Erro dele
VASCO PULIDO
VALENTE 05/12/2014 / PÚBLICO
José Sócrates não
quer fazer o favor de “estar calado”, como anunciou logo ao segundo ou terceiro
dia da sua passagem pela cadeia de Évora. Já começou a falar e, numa carta ao
Diário de Notícias, diz (“sem rodeios”): “O ‘sistema’ (de justiça,
presumivelmente) vive da cobardia dos políticos, da cumplicidade de alguns
jornalistas; do cinismo das faculdades e dos professores de Direito e do
desprezo que as pessoas decentes têm por tudo isto”. Ou seja, Sócrates culpa
Portugal inteiro pelo que lhe sucedeu.

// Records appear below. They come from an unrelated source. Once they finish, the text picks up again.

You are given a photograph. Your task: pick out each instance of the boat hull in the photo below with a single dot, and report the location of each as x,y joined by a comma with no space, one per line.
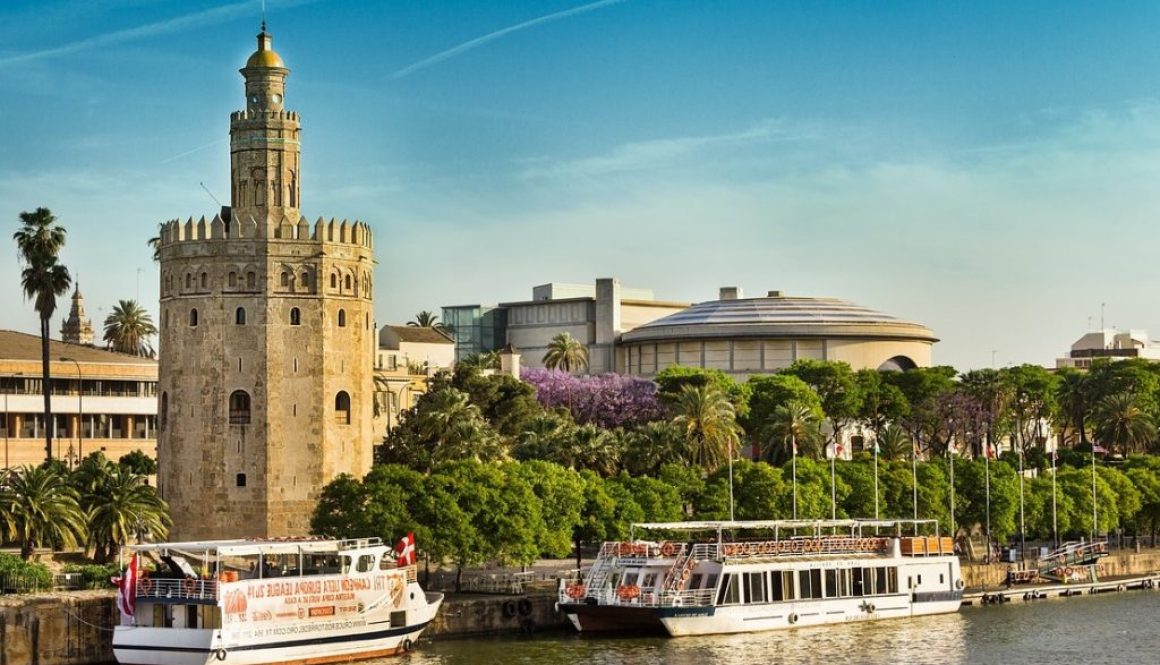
687,621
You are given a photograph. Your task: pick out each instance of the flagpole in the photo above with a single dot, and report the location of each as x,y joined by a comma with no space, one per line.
833,485
876,477
1095,508
914,477
794,462
986,464
1055,514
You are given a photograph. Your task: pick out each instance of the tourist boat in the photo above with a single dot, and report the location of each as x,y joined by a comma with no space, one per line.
718,577
255,601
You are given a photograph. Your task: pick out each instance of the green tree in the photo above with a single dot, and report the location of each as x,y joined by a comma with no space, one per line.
708,420
833,382
120,506
672,381
1123,425
129,330
559,492
40,508
791,426
566,353
43,279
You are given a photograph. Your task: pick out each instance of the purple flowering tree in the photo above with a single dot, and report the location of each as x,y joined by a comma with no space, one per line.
607,399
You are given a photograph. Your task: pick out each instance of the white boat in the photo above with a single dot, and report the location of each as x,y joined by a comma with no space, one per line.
290,600
719,577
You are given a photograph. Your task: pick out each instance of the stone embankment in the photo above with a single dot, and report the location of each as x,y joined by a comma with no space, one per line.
77,628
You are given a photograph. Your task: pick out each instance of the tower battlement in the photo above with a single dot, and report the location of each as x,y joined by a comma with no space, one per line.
343,232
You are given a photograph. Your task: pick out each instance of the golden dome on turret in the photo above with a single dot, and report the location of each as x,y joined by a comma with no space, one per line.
265,56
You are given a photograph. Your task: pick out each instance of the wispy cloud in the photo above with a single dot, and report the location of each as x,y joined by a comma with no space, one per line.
458,50
666,152
194,20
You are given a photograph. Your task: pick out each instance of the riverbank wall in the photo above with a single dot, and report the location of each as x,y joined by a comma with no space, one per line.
77,628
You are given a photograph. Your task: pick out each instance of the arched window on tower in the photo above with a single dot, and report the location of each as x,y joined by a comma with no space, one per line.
342,407
239,407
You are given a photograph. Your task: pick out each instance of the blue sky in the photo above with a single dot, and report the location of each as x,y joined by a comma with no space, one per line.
987,168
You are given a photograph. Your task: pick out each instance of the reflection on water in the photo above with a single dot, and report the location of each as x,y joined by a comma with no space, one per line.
1101,629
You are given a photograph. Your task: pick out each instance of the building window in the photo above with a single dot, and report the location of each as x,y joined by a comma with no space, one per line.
239,407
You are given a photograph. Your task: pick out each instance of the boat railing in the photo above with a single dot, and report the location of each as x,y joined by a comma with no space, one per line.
187,590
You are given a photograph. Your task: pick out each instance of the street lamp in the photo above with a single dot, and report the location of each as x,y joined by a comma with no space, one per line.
80,410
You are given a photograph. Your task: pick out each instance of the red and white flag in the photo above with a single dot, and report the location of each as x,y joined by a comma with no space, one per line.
405,551
127,588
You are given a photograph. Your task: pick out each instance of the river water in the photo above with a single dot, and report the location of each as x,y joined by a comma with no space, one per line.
1090,629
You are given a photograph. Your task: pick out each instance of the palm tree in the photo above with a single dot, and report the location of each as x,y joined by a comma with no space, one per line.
707,418
790,426
566,353
129,329
38,508
894,443
1121,424
118,504
43,279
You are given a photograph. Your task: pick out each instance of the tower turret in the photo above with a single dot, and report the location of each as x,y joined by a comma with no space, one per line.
265,143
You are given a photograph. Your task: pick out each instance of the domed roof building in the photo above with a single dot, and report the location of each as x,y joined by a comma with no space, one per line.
745,337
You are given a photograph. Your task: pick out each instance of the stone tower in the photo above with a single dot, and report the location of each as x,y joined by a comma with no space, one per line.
77,329
267,339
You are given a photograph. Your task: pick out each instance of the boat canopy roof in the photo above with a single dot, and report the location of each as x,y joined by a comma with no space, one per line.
243,547
788,525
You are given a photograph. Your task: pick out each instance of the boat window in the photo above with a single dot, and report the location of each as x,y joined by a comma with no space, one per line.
831,584
755,587
730,592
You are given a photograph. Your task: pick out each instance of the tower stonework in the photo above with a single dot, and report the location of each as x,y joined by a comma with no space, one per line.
267,339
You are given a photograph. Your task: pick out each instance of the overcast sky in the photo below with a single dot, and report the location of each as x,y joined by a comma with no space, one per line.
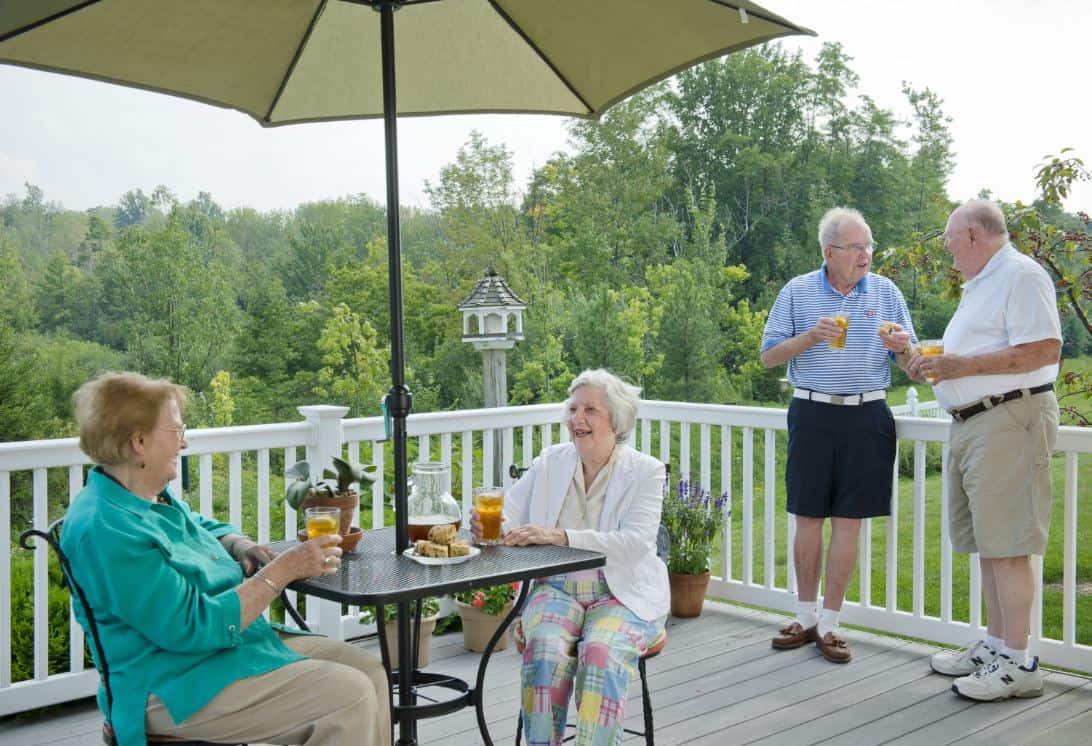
1013,75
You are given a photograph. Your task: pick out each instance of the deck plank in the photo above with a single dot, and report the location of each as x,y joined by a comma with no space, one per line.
717,682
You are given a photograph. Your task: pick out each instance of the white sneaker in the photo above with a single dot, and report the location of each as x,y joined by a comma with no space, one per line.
1000,679
964,661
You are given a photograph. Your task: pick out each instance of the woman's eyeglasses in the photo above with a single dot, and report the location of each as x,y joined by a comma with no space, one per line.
179,430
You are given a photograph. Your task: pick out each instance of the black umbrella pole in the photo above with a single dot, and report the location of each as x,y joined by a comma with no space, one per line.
399,399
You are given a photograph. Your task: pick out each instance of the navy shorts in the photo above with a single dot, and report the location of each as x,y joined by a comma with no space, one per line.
840,459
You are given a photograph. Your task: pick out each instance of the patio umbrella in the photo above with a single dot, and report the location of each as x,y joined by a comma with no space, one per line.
285,61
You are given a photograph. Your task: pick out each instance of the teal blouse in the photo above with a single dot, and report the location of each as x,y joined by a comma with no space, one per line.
162,589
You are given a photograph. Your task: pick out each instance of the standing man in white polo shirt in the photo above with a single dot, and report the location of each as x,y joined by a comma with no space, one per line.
996,378
841,433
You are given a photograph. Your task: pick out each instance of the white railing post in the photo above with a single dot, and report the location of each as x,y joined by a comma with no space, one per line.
324,443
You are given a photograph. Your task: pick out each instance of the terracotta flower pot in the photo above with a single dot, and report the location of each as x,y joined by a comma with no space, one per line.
688,593
478,626
424,644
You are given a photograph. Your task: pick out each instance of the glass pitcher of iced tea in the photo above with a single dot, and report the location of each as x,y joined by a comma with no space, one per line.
430,501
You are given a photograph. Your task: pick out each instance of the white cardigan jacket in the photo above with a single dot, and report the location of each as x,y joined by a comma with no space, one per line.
628,525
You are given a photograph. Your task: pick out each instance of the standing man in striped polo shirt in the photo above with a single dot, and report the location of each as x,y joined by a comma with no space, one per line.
841,433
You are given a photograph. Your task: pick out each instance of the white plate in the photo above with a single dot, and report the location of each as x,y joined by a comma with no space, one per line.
440,560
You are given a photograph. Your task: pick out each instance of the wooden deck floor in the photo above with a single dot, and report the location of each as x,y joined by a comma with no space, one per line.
719,682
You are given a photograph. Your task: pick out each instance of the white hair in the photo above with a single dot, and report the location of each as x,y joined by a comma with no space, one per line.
620,398
832,221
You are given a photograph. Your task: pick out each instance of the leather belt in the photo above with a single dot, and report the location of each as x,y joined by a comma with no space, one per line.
990,402
844,400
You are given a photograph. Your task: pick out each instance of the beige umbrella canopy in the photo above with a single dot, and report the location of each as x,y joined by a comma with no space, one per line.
284,61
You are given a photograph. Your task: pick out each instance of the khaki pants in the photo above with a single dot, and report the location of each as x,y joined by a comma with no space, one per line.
337,696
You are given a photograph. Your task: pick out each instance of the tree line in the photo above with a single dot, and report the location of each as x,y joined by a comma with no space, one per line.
652,248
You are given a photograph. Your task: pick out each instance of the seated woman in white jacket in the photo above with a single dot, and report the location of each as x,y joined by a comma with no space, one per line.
586,629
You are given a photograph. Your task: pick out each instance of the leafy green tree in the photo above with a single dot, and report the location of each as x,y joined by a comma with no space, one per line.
23,407
171,307
354,367
16,302
688,335
613,330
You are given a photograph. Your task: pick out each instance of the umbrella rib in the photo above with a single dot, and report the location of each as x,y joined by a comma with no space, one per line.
515,27
766,15
50,19
268,119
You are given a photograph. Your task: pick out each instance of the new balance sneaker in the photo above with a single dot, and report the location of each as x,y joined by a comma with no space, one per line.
1000,679
964,661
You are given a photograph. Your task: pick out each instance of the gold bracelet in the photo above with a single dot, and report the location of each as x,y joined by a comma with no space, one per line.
268,582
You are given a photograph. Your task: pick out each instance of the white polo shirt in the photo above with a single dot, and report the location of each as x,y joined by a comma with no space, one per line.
1011,302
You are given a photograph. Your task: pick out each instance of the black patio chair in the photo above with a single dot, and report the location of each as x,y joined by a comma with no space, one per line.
663,547
52,536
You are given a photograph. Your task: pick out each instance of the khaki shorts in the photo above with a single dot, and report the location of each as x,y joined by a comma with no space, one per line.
999,478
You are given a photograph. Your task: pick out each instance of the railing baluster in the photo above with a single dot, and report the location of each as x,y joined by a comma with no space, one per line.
507,449
946,542
891,579
726,490
707,466
685,466
378,509
748,527
263,496
6,576
487,465
204,471
769,498
918,528
1069,555
40,508
235,489
75,631
446,448
665,447
467,471
529,446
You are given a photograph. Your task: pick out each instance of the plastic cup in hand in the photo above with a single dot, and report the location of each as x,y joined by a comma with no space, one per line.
489,502
929,347
322,521
843,321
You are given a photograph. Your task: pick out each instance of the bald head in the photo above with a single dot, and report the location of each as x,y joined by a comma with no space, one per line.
985,215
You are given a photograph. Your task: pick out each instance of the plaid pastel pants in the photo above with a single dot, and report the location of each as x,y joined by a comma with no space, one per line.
579,635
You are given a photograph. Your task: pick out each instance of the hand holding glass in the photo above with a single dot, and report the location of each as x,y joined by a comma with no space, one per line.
927,348
489,502
843,321
322,521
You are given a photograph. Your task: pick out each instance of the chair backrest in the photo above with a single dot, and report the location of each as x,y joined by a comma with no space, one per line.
52,536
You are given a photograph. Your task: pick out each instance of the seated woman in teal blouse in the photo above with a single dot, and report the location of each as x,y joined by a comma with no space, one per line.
179,598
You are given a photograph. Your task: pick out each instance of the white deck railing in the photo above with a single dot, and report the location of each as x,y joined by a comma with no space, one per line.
242,458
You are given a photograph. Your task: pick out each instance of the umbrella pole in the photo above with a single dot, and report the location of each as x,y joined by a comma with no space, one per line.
399,399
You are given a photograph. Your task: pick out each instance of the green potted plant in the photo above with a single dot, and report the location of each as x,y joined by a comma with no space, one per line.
692,519
429,613
335,489
482,611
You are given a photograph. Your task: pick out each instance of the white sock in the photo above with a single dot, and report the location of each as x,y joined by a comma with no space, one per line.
828,622
1021,656
806,613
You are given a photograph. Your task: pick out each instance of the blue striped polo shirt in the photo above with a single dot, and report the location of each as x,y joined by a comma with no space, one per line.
865,364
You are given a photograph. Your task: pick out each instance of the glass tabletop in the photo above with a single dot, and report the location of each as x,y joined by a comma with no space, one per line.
374,575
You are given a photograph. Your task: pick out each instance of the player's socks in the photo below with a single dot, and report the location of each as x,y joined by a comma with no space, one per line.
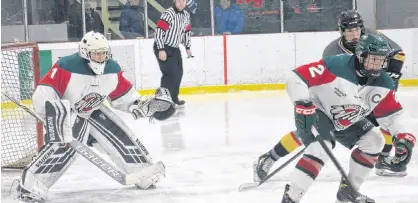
289,143
262,165
384,165
388,143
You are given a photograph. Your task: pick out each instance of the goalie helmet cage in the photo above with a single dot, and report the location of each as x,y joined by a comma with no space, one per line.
21,133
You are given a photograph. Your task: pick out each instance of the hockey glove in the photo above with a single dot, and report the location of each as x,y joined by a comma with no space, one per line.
404,143
395,64
88,103
305,116
147,107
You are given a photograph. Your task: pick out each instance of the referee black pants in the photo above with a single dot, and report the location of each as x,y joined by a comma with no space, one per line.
172,70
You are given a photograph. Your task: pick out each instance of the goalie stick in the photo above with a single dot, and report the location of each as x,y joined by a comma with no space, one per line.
94,158
247,186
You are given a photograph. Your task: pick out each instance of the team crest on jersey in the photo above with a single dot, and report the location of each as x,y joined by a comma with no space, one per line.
346,115
89,102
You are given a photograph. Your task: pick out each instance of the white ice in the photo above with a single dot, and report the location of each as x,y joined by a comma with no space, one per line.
209,150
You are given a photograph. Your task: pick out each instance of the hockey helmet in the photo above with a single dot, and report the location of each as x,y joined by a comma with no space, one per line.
94,47
347,20
373,51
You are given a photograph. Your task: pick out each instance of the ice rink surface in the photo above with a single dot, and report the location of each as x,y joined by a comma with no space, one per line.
209,149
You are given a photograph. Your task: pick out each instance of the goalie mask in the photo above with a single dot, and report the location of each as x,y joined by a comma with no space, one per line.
94,47
373,52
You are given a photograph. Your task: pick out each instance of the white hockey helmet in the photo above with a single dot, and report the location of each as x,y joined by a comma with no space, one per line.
94,47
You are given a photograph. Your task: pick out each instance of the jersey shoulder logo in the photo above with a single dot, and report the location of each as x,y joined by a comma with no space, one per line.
346,115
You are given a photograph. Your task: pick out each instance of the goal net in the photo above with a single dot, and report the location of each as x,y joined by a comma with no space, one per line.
21,134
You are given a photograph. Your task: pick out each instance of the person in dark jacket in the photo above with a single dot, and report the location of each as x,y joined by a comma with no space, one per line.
131,21
228,18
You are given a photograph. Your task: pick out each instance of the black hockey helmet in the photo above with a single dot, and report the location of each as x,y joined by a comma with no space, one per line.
350,19
376,45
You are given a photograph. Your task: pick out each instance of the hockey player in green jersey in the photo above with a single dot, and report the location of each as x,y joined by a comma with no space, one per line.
351,27
335,95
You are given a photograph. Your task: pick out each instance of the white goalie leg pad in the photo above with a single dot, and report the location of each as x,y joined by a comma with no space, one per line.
57,122
50,164
121,145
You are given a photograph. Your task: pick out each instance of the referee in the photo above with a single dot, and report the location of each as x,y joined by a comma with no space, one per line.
173,28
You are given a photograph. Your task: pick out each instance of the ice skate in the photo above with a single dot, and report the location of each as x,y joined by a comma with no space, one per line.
262,166
286,198
385,167
347,194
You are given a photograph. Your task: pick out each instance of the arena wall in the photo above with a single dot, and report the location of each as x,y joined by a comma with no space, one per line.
234,62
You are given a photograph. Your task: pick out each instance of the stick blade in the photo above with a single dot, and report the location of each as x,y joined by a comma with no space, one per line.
247,186
152,170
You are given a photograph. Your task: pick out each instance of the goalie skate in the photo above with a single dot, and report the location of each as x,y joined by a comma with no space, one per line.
385,167
26,196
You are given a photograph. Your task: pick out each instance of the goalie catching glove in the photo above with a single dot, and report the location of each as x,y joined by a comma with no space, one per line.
160,106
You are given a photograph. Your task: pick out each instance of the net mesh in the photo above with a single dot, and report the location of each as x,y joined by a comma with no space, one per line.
19,136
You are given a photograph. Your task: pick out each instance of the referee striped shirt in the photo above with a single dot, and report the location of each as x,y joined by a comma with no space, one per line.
173,28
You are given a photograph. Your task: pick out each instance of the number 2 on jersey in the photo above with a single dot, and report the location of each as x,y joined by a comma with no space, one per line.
316,70
54,70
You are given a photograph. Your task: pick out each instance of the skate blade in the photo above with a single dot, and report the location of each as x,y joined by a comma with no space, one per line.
388,173
247,186
150,171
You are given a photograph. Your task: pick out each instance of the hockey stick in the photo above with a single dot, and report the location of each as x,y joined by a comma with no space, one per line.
247,186
355,195
94,158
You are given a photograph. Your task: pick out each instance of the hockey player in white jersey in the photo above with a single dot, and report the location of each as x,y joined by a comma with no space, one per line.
335,95
73,92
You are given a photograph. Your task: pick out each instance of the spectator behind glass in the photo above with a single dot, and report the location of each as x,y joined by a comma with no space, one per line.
228,18
93,20
131,21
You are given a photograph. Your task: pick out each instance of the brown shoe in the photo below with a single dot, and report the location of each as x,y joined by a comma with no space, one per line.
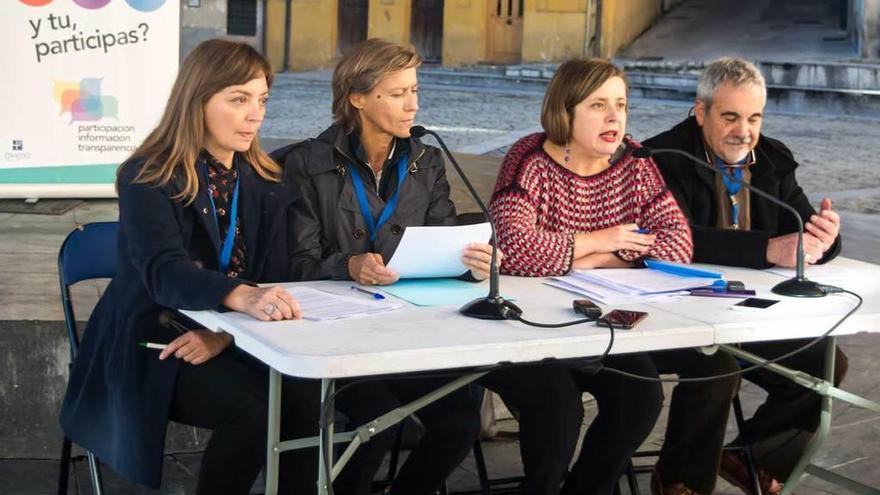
734,471
659,488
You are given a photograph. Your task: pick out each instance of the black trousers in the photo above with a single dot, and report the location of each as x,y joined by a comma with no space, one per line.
229,395
691,451
784,423
548,400
698,412
628,409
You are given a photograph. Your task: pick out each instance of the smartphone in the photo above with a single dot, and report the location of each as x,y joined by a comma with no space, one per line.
587,308
753,304
620,318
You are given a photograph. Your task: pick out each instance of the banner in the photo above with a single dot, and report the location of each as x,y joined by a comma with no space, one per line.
85,81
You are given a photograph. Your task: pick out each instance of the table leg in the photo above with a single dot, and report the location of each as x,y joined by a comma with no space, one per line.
325,445
824,423
274,428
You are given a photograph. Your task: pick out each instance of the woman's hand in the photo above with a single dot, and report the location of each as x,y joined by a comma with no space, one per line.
601,260
263,303
613,239
477,256
369,269
197,346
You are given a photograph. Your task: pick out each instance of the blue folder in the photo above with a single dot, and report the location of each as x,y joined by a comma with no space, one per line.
681,270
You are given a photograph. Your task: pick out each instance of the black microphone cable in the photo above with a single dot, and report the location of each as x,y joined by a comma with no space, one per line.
768,362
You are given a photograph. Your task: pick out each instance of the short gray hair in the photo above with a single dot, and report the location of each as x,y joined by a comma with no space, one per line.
733,70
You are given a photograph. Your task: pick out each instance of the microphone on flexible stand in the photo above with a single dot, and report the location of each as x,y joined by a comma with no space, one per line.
493,306
798,286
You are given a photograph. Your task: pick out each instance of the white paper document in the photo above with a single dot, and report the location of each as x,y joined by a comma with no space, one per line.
318,305
605,295
434,252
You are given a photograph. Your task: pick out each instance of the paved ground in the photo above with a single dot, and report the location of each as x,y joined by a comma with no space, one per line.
837,156
768,30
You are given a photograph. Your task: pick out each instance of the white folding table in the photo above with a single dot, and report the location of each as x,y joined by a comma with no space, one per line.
417,339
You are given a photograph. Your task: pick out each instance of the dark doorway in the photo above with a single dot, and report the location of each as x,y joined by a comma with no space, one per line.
426,29
352,23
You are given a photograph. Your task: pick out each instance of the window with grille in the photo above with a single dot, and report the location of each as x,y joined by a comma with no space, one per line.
241,17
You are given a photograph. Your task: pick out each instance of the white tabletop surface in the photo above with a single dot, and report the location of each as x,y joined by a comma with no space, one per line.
432,338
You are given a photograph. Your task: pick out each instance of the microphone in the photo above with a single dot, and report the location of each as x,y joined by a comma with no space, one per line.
167,320
493,306
798,286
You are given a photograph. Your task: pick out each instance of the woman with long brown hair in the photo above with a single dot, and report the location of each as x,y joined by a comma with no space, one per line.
201,209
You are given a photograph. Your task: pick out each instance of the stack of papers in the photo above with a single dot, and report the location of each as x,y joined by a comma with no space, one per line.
628,285
436,291
433,252
318,305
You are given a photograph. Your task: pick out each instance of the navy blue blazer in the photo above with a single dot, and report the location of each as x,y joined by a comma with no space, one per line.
119,395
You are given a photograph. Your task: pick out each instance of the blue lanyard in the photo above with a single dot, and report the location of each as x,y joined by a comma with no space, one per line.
732,180
226,247
372,225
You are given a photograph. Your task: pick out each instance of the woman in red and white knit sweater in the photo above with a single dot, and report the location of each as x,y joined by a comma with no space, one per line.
575,197
581,205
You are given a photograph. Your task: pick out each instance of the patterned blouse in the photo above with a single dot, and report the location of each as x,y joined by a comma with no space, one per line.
538,206
221,184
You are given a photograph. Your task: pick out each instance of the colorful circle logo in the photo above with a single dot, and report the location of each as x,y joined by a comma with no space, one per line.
146,5
91,4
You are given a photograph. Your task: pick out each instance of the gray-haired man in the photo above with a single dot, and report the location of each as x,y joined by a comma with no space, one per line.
732,227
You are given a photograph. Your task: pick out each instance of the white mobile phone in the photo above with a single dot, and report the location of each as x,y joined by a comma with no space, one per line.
753,304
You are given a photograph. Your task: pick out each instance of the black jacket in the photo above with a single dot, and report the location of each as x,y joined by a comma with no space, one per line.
119,394
694,189
331,229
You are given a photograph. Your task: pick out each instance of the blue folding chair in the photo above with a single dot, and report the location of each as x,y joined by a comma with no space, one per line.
89,252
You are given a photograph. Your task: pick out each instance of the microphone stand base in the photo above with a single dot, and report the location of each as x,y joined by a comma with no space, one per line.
798,287
489,308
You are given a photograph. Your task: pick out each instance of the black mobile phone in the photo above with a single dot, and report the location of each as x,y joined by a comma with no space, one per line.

O “animal feroz” ressuscitou e prepara
um julgamento popular e político simultâneo e paralelo ao julgamento judicial,
para ver se o consegue influenciar ou, pelo menos, para ganhar na praça pública
o que eventualmente perder nos tribunais. É uma velha táctica que falha sempre.
Mas talvez não
seja mau admitir, no meio desta algazarra, que a situação de Sócrates, quando
saiu de S. Bento, não se recomendava. A República Constitucional começou com a
morte de uma sucessão de primeiros-ministros – Nobre da Costa, Sá Carneiro,
Carlos Mota Pinto – e a queda de mais de meia dúzia de chefes da oposição. Felizmente
estas personagens podiam viver do seu trabalho ou acabaram por ser nomeadas
para cargos em Bruxelas, na ONU ou no BCE, onde puderam viver bem e prolongar
tranquilamente a sua importância. Sócrates, pelo contrário, caiu no chão. A
engenharia não era um caminho, Pedro Passos Coelho não o designaria, ou
deixaria que o designassem para coisa nenhuma. Cavaco até lhe recusou uma
condecoração tradicional e sem consequência. O PS não tinha meios para o
ajudar. Como resolver a coisa?
Sócrates resolveu
arranjar um exílio em Paris, enquanto as coisas por cá não se acalmavam. Só que
as coisas por cá não se acalmaram. No PS, Seguro não se mexia e, além disso,
não gostava particularmente dele. Para o Governo, em pé de guerra, ele
continuava a ser o bode expiatório das misérias da Pátria. Sócrates voltou. E,
fatalmente, para voltar à pompa de um primeiro-ministro, uma dignidade a que
ele se habituara e de que se achava ainda revestido. Uma casa (embora ridícula)
no centro de Lisboa, um Mercedes (prateado), um motorista, um programa na RTP e
a frequência dos “notáveis”, julgava ele que tarde ou cedo o iriam devolver ao
glorioso estatuto de 2011. Mesmo provavelmente à
Presidência da República. Erro dele.